I don't know if you're aware of Sundberg's approach, but it seems to contain a paradox; he claims a great degree of cavity resonance in the upper larynx while at the same time using a linear source-system approach for synthesis of sung vowels.

[1. Sundberg, I. An articulatory interpretation of the singing formant. STL-QPSR, Royal Institute of Technology, Stockholm, Sweden, 1972, 1, 45-33.]

Dr. Rothenberg: The oral presentation included a brief review of some results obtained by inverse-filtering oral air flow. One previously unpublished slide (see Figure 10), illustrates the sharp decrease in airflow that we have sometimes found during the glottal closing phase of the waveform from a trained singer. This slide is referred to by Dr. Titze in his comment and also illustrates the offset from zero flow mentioned by Dr. Fujimura in his comment. Concerning your conjecture that some oscillations removed by the inverse-filtering procedure might actually originate at the glottis. I agree that one must be careful. especially at high phonatory levels. For example. as we extended the frequency response of the mask we use to over 3000 Hz. we found oscillations in the waveform at about 3200 Hz that appeared to come from a resonance that did not fit into the normal formant pattern. The oscillations near 3200 Hz that occur in the traces from the singer's voice were probably from this resonance, possibly amplified by a nearby 'singers formant' that was not removed by our 3-formant filter. However, the oscillations that we find in these frequency range do not appear to have been generated by oscillatory movements of any part of the vocal folds.

Dr. Titze: Why?

Dr. Rothenberg: This frequency seems to me to be too high for the tissue masses involved. and further testing indicated that it probably was a resonance introduced by the mask. So now we have added another stage to the inverse filter to remove that resonance also. However, this example might illustrate that a strictly automated inverse-filtering procedure could produce an error by removing a spectral peak that actually originates at the glottis. One can't eliminate the possibility of such oscillations at below, say, 1000 Hz.

Dr. Fujimura: Is the offset you discuss, Dr. Rothenberg, related to the vertical movement of the glottis? Do you have any estimate of the amount of contribution due to the net average vertical movement occurring in the glottis?

Dr. Rothenberg: I don't think that a significant offset of the waveform during the entire closed portion of the glottal cycle could be caused by vertical movement of the vocal folds. As Dr. Titze pointed out, smaller air flow components or components occurring over a shorter period of time, as during the glottal closing phase, could be due to vertical movements. But a significant offset existing over the whole closed period is not likely to have come from vertical motion. For example, assuming a closed period of 3 ms and a tissue area of 1 cm2 that is moving vertically, the vertical motion required for a flow component of .1 liter/sec during the closed period would be about .3 cm.

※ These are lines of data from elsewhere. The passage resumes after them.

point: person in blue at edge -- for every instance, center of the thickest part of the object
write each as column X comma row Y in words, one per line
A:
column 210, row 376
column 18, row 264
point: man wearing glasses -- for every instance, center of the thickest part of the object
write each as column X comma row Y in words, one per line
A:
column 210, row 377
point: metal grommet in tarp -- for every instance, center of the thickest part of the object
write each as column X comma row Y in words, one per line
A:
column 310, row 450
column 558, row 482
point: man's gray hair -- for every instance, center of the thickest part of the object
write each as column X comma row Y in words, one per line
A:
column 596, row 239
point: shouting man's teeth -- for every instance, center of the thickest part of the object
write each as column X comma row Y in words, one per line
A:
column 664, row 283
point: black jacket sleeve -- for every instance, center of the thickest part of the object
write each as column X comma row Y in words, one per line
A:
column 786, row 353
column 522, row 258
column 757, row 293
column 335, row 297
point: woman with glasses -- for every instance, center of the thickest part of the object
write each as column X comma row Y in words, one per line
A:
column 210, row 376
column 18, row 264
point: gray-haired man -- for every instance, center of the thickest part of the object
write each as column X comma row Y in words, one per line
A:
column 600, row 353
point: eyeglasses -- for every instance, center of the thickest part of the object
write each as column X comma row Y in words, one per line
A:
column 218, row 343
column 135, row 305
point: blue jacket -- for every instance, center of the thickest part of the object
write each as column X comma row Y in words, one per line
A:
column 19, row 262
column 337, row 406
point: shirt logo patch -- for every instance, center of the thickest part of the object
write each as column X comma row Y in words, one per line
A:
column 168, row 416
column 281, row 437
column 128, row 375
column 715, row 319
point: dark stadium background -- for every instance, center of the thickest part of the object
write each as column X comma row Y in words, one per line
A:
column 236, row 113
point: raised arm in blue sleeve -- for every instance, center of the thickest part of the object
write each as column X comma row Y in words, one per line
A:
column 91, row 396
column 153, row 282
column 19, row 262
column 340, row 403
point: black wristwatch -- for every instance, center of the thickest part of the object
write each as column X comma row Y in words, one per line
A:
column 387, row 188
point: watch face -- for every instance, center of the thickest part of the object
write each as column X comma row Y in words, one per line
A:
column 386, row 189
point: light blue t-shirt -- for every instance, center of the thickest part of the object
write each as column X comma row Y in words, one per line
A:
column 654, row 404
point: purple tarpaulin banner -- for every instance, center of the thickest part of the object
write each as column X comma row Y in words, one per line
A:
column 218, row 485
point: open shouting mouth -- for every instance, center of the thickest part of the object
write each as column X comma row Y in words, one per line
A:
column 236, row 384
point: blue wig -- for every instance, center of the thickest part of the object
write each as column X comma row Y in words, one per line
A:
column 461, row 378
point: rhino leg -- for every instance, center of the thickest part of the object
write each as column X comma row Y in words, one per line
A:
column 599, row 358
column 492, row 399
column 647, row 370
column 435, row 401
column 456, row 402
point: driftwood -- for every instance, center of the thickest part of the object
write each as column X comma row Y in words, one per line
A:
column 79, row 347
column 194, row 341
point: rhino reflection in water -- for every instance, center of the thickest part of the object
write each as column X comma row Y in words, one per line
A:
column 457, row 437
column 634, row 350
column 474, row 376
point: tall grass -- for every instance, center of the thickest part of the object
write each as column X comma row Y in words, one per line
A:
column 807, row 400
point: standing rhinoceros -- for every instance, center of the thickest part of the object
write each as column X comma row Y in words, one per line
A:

Assuming that the vertical movement extended somewhat outside of the closed period, the total vertical motion would be at least 1/2 cm. Thus, in the trained singer's waveform. the general offset from zero could be assumed to come from an incomplete glottal closure, probably between the arytenoid cartiledge, while the 1 m/sec long 'shelf' just after the glottal closing period could conceivably have been due to a vertical motion.